The application was dismissed holding that it was barred by limitation and that the balance sheets relied upon by the SBI were not signed by the guarantor, therefore it could not extend the limitation.
The Appellant submitted that balance sheets signed by directors and filed with MCA constituted a valid acknowledgment under section 18 of the Limitation Act. It was further submitted that clauses in the guarantee deed provided that any acknowledgment of debt by the borrower shall be binding on the guarantor and shall be deemed to have been made on his behalf.
Per contra, the Respondent submitted that the guarantee was never validly invoked and a notice was merely a loan recall notice, not an invocation of the guarantee. It was further submitted that the balance sheets signed by suspended directors were signed subsequent to initiation of the CIRP and therefore were authorised and invalid under section 17 of the IBC.
It was further contended that No balance sheet was approved by the shareholders or filed with the Registrar of Companies.

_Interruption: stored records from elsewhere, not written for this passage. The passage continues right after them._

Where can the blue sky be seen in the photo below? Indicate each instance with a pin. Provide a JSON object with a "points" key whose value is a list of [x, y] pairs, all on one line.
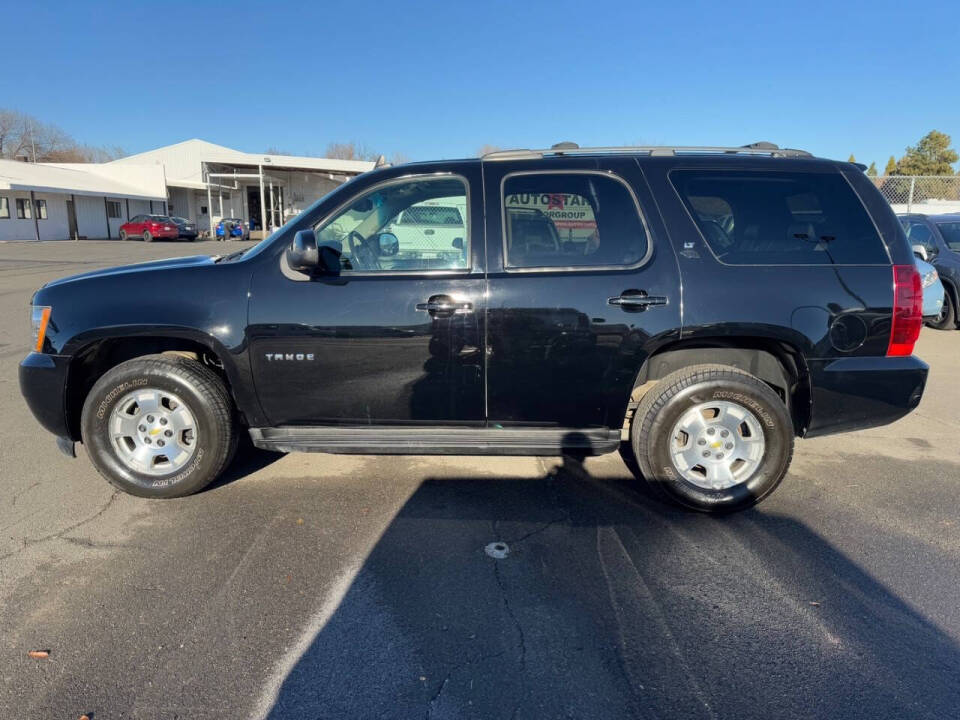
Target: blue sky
{"points": [[435, 80]]}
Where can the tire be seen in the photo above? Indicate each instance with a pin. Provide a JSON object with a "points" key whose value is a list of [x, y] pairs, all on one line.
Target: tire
{"points": [[734, 393], [196, 389], [947, 319]]}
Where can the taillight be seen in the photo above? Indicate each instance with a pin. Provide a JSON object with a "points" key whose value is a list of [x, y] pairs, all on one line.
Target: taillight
{"points": [[907, 310]]}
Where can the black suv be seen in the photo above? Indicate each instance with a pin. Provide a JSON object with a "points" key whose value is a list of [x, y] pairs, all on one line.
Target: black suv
{"points": [[694, 308], [936, 239]]}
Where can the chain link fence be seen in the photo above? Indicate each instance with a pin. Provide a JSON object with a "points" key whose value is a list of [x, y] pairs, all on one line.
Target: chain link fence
{"points": [[928, 194]]}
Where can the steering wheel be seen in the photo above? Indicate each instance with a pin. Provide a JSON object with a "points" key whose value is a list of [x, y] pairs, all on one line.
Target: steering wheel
{"points": [[361, 252]]}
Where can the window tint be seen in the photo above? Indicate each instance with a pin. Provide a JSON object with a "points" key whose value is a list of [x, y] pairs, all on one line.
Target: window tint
{"points": [[788, 218], [414, 225], [951, 234], [571, 220]]}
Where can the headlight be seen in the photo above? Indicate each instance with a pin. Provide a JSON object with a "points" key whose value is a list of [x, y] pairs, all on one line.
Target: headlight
{"points": [[39, 317]]}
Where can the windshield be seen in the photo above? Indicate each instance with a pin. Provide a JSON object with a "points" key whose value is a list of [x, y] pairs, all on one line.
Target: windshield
{"points": [[951, 234]]}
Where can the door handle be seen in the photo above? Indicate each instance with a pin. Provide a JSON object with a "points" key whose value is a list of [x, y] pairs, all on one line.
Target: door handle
{"points": [[443, 304], [637, 300]]}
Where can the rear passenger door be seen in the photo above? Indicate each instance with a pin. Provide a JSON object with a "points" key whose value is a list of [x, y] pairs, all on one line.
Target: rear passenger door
{"points": [[580, 288]]}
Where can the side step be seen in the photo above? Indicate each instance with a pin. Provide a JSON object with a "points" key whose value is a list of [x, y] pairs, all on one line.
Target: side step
{"points": [[389, 440]]}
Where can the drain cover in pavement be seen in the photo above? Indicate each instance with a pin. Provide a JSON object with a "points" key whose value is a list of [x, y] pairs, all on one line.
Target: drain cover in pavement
{"points": [[497, 550]]}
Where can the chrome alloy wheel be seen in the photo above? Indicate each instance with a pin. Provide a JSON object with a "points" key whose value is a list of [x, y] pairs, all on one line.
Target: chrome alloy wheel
{"points": [[153, 431], [716, 445]]}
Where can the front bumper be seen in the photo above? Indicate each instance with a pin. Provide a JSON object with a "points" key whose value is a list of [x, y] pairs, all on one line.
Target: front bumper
{"points": [[43, 383], [857, 393]]}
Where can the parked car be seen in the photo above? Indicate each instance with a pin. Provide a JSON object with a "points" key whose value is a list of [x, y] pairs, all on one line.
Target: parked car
{"points": [[936, 239], [694, 309], [149, 228], [233, 228], [933, 292], [187, 228]]}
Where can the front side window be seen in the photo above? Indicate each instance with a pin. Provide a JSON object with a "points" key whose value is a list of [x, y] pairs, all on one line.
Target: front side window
{"points": [[570, 220], [780, 218], [412, 225], [951, 234]]}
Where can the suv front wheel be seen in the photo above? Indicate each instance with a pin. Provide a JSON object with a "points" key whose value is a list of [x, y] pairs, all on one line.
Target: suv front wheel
{"points": [[712, 438], [159, 426]]}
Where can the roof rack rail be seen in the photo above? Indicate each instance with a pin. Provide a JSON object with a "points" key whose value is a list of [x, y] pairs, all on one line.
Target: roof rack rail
{"points": [[568, 148]]}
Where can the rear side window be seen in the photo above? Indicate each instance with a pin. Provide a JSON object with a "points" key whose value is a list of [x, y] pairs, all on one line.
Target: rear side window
{"points": [[574, 220], [780, 218]]}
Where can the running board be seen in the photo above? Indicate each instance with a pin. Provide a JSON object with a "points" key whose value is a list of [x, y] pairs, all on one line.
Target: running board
{"points": [[381, 440]]}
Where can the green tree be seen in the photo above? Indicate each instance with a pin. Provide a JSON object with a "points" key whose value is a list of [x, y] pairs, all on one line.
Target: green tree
{"points": [[931, 156]]}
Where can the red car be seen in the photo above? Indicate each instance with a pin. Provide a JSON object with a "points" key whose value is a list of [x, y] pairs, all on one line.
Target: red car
{"points": [[150, 227]]}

Since the guarantor did not personally sign or authorised any acknowledgment, section 18 of the Limitation Act could not apply.
Findings:
Rejecting the respondent's objections, the Tribunal held that the petition was filed within limitation.
It further rejected the plea that since the balance sheets were signed during CIRP, they will not constitute valid acknowledgments holding that the balance sheets up to FY 2019–20 signed by directors constituted a valid acknowledgment under section 18 of the Limitation Act.
“The mere fact of a company entering insolvency does not relieve the suspended directors from their statutory duty to sign annual financial statements under Sections 129 and 134 of the Companies Act, 2013. Such acknowledgments, even during CIRP, are binding and valid,” the Bench observed.
Relying on clause 12 and 19 of the Deed, the Tribunal held that “Any acknowledgment or admission made by the borrower shall be deemed to have been made by or on behalf of the guarantor and shall be binding upon each of them. The guarantor, having executed such a clause, cannot now deny its effect.”
The Tribunal referred to section 128 of the Contract Act to hold that the liability of the guarantor is co-extensive with that of the borrower. Therefore, any acknowledgment by the corporate debtor validly extends the limitation period against the guarantor also. Relying on Syndicate Bank, the Tribunal observed that “acknowledgment of liability by the principal debtor renews limitation against both the debtor and the surety.”
The Tribunal further held that the recall notice expressly required payment within 7 days and warned that a strict legal action would be taken against the guarantor. Therefore, it was a valid invocation of the guarantee. The plea that the guarantee was not invoked is factually incorrect.
The Tribunal distinguished SBI v. Deepak Kumar Singhania from the present case holding that in that case no demand or recall was issued before filing an application under section 95 of the IBC unlike the present case.
Accordingly, the present appeal was allowed and the impugned order was set aside.